Ella cree que es el amor que hay detrás de las preparaciones tradicionales, la sazón de la madre, el vínculo filial que nos conecta con nuestros orígenes.

—Lo que comes representa tu estatus social, no tu amor —le dice él—. Los pobres comen para saciar el hambre. Pero cuando puedes comprar más que comida nunca sacias tu hambre. Tienes ham- bre de aprobación, de algo especial, de experiencias exclusivas.

Al final de mi conversación con Gustavo Cediel le pregunto qué representa para él una hamburguesa bañada en oro. «El capitalismo atrapa todos los fenómenos de vida y ha capturado el sistema alimentario privatizando la tierra, las semillas, el agua. Y, por supuesto, nuestro cuerpo, nuestro paladar y nuestro deseo. Las hamburguesas gourmet, en la mayoría de las ocasiones, siguen siendo comida chatarra, solo que presentan un valor simbólico adicional, aspiracional, de pertenecer a una clase social».

Ya sentado en la mesa recibo el plato ahumado, acompañado por dos velas chisporroteantes. El mesero y el administrador cantan el happy birthday y terminan con un «¡Feliz cumpleaños, vaquero!». Levantan la tapa y el humo se disipa dejando un leve olor a olla de aluminio recalentada. Rodeada de papas a la francesa doradas y crujientes, la hamburguesa me parece una criatura forrada en látex.

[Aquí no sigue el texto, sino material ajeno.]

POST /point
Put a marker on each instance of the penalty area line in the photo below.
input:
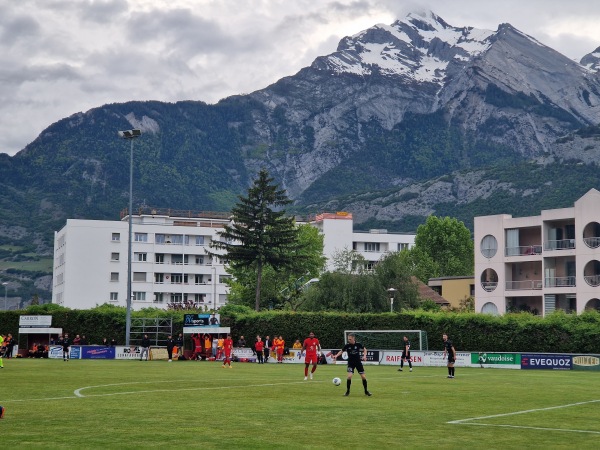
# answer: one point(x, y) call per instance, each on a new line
point(471, 421)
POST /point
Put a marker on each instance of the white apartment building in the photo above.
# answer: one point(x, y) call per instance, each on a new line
point(338, 235)
point(170, 261)
point(539, 263)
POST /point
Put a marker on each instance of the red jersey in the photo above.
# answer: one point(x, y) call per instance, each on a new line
point(311, 345)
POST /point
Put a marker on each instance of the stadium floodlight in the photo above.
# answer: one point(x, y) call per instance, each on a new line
point(131, 135)
point(391, 292)
point(5, 284)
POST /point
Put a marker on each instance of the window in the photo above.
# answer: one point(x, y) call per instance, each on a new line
point(179, 259)
point(176, 278)
point(141, 237)
point(139, 276)
point(489, 246)
point(371, 246)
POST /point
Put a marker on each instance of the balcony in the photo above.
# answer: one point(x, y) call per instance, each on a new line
point(525, 285)
point(523, 250)
point(560, 282)
point(563, 244)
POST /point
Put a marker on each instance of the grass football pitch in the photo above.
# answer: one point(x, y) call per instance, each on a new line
point(189, 404)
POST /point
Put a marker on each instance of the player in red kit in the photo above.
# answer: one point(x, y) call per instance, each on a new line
point(197, 346)
point(227, 349)
point(312, 346)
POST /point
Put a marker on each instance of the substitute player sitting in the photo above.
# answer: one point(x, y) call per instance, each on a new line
point(354, 349)
point(312, 346)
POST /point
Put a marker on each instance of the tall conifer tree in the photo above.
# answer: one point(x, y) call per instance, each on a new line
point(260, 233)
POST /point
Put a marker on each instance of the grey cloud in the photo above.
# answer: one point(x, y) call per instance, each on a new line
point(102, 11)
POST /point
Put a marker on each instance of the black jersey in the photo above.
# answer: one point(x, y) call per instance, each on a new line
point(448, 347)
point(355, 352)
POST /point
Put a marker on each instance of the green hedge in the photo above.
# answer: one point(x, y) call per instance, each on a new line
point(559, 332)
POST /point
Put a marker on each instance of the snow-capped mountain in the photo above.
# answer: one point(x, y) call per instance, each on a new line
point(504, 88)
point(592, 60)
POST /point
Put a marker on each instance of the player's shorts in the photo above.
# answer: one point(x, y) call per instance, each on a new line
point(311, 359)
point(358, 366)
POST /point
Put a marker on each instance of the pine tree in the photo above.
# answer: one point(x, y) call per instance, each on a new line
point(258, 234)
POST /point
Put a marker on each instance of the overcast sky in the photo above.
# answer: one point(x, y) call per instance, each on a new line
point(60, 57)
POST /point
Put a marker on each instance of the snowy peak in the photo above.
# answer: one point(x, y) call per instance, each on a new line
point(592, 61)
point(420, 47)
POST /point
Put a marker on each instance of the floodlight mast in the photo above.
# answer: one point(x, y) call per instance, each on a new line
point(131, 135)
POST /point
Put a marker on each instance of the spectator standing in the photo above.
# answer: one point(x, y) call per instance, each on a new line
point(170, 345)
point(259, 347)
point(145, 347)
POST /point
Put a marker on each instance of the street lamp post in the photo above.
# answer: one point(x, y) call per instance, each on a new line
point(131, 135)
point(391, 291)
point(5, 284)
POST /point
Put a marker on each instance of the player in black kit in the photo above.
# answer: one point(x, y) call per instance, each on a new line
point(354, 349)
point(405, 355)
point(451, 352)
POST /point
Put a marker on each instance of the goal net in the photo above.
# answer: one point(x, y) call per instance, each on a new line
point(389, 339)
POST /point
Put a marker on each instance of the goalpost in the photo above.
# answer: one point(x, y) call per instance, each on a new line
point(390, 339)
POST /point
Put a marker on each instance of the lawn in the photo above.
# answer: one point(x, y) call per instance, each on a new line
point(135, 404)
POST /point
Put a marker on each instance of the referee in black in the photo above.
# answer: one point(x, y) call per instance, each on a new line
point(354, 349)
point(405, 355)
point(449, 351)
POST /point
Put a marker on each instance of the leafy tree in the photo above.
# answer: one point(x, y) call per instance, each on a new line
point(396, 270)
point(282, 288)
point(348, 262)
point(259, 235)
point(443, 247)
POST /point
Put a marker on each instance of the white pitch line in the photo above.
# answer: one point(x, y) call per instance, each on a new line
point(522, 412)
point(531, 428)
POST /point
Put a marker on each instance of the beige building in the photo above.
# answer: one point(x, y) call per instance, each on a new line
point(454, 289)
point(539, 263)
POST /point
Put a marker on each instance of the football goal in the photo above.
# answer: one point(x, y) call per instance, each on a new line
point(390, 339)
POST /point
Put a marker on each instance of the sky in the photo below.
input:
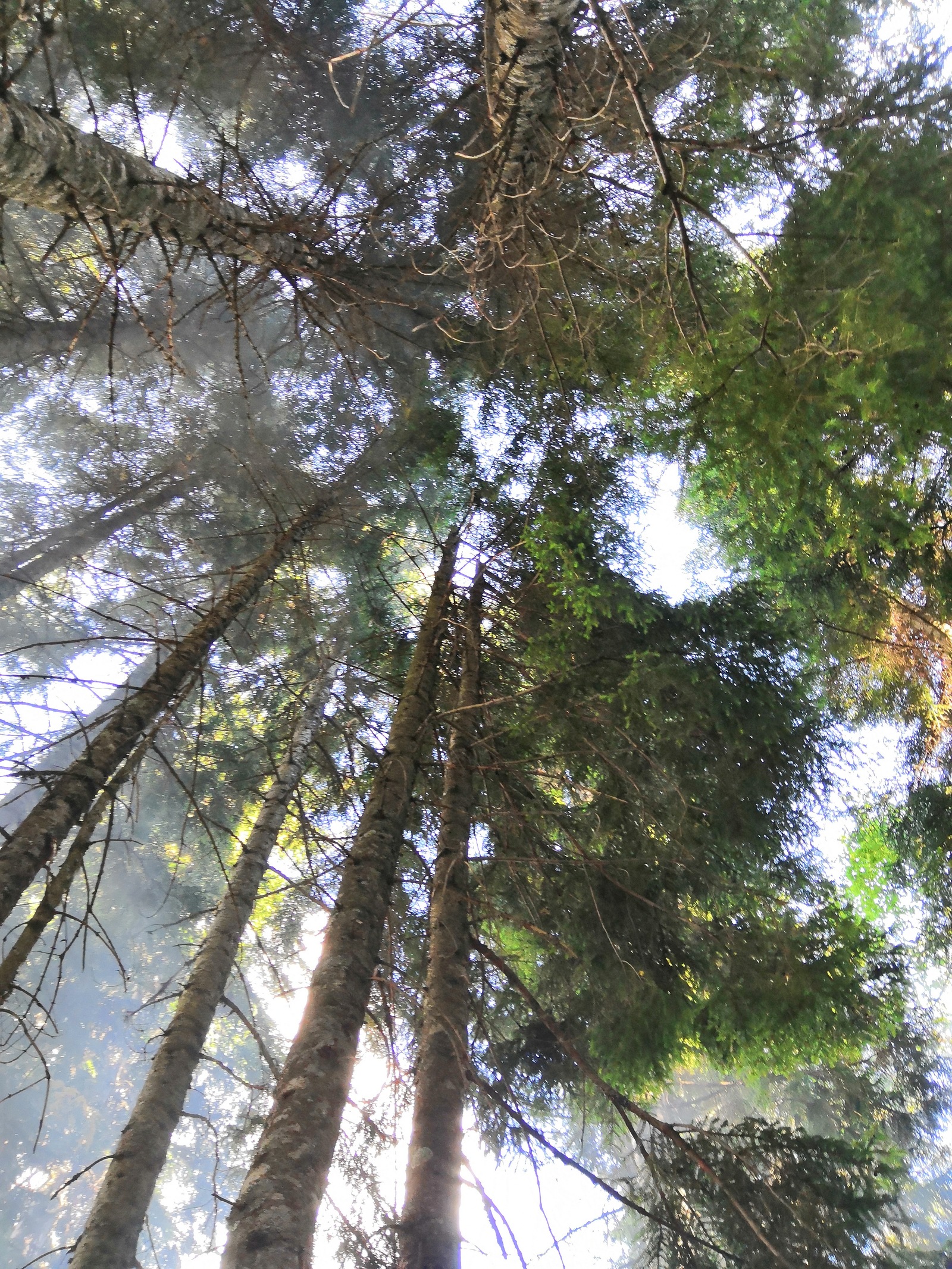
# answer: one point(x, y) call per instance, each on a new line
point(540, 1207)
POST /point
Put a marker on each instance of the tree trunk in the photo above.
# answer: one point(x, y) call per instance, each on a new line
point(112, 1232)
point(22, 568)
point(526, 42)
point(59, 886)
point(272, 1223)
point(50, 164)
point(430, 1226)
point(70, 795)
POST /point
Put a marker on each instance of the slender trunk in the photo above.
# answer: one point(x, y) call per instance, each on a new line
point(22, 568)
point(430, 1227)
point(59, 885)
point(112, 1232)
point(526, 42)
point(70, 795)
point(272, 1223)
point(27, 792)
point(50, 164)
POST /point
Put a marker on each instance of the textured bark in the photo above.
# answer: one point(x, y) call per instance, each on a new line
point(59, 885)
point(50, 164)
point(526, 47)
point(272, 1223)
point(118, 1214)
point(31, 564)
point(71, 794)
point(430, 1227)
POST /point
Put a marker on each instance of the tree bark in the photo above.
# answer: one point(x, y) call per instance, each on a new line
point(118, 1214)
point(430, 1226)
point(526, 42)
point(272, 1223)
point(70, 795)
point(32, 564)
point(59, 886)
point(50, 164)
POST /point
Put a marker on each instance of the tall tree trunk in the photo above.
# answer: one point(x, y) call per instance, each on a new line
point(27, 565)
point(50, 164)
point(112, 1232)
point(70, 795)
point(272, 1223)
point(430, 1226)
point(59, 885)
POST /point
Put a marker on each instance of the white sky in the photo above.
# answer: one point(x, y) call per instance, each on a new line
point(558, 1201)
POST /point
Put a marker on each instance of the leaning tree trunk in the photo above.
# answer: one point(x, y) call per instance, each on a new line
point(50, 164)
point(272, 1223)
point(430, 1226)
point(526, 42)
point(23, 568)
point(112, 1232)
point(59, 885)
point(70, 795)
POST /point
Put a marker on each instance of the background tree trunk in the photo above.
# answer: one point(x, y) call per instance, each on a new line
point(272, 1223)
point(430, 1227)
point(70, 796)
point(120, 1210)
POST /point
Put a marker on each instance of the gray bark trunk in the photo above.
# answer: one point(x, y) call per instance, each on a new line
point(272, 1223)
point(430, 1226)
point(59, 886)
point(23, 568)
point(525, 49)
point(70, 795)
point(118, 1214)
point(50, 164)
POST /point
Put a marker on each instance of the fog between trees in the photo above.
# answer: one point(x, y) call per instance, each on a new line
point(337, 340)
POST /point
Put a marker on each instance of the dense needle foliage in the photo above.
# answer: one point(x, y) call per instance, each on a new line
point(336, 346)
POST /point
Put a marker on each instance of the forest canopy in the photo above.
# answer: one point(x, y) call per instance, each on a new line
point(386, 848)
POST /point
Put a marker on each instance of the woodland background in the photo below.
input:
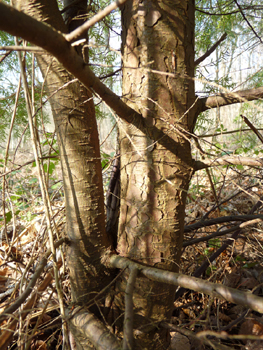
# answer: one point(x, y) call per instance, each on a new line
point(218, 200)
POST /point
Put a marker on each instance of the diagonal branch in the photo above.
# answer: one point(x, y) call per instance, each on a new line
point(211, 50)
point(249, 24)
point(225, 99)
point(95, 19)
point(216, 290)
point(39, 33)
point(227, 160)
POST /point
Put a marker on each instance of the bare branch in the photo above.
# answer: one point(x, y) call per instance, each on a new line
point(221, 220)
point(210, 51)
point(39, 33)
point(249, 24)
point(216, 290)
point(98, 17)
point(85, 324)
point(22, 48)
point(227, 160)
point(253, 128)
point(31, 284)
point(229, 98)
point(128, 316)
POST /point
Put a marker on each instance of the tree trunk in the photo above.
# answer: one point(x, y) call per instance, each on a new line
point(154, 181)
point(76, 128)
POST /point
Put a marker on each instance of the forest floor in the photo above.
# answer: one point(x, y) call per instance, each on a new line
point(228, 193)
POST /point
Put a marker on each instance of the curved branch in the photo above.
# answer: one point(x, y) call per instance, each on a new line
point(221, 220)
point(85, 325)
point(211, 50)
point(225, 99)
point(98, 17)
point(216, 290)
point(227, 160)
point(39, 33)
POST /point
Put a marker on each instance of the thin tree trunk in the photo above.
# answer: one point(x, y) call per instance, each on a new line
point(154, 181)
point(74, 117)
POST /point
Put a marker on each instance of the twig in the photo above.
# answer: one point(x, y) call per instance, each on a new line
point(12, 308)
point(42, 182)
point(219, 233)
point(7, 334)
point(197, 284)
point(249, 24)
point(201, 269)
point(221, 220)
point(84, 323)
point(98, 17)
point(190, 334)
point(128, 315)
point(5, 162)
point(211, 50)
point(260, 137)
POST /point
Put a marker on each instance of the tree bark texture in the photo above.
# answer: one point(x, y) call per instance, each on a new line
point(74, 117)
point(154, 181)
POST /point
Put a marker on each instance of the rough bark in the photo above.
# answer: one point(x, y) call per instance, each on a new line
point(154, 181)
point(75, 123)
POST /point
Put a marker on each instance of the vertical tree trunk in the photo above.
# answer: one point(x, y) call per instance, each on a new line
point(154, 181)
point(75, 123)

Dudo si aniquilarla con los cubiertos o dominarla con los dedos y clavarle los dientes de una buena vez. Finalmente, la agarro con las manos y me dejo caer sobre ella con la boca tan abierta como puedo. Mastico la porción lentamente, como si fuera la última vez que voy a comer, inundado de saliva. Siento la laminilla esparcirse por mis encías y me imagino que debo parecer como si tuviera dientes de oro y les estuviera echando brilla metal.

El sabor de la carne, nada muy distinto a una hamburguesa doble carne común, me resulta indiferente, mientras me paso la lengua por los dientes intentando identificar a este nuevo visitante. Me siento lamiendo un tenedor. Muerdo, mastico y me relamo. Los dedos se me impregnan de una mirilla grasosa, como si estuviera escarbando en la batea de un barequero.

Completo la tarea con parsimonia, soportando el regusto metálico y ese olor leve a exhosto que me hace pensar que me está alimentando una máquina. Me chupo los dedos y me aseguro de no desperdiciar ni un solo gramo, que todo entre en mi sistema, así tenga consecuencias inesperadas. Confío en que mi cuerpo se encargará de deshacerse de ellas y a la mañana siguiente compruebo que no quedó ningún rastro. Quizás por unos días se me dore el carácter.

Cocinar nos permitió tener reservas, acumular grasas y ampliar los horizontes de cualquier despensa. Conseguimos comer prácticamente de todo en cualquier momento, y así nos hicimos a nuestra primera marca de éxito evolutivo: omnívoros que tragamos sin necesidad. El que puede comer a toda hora, triunfa.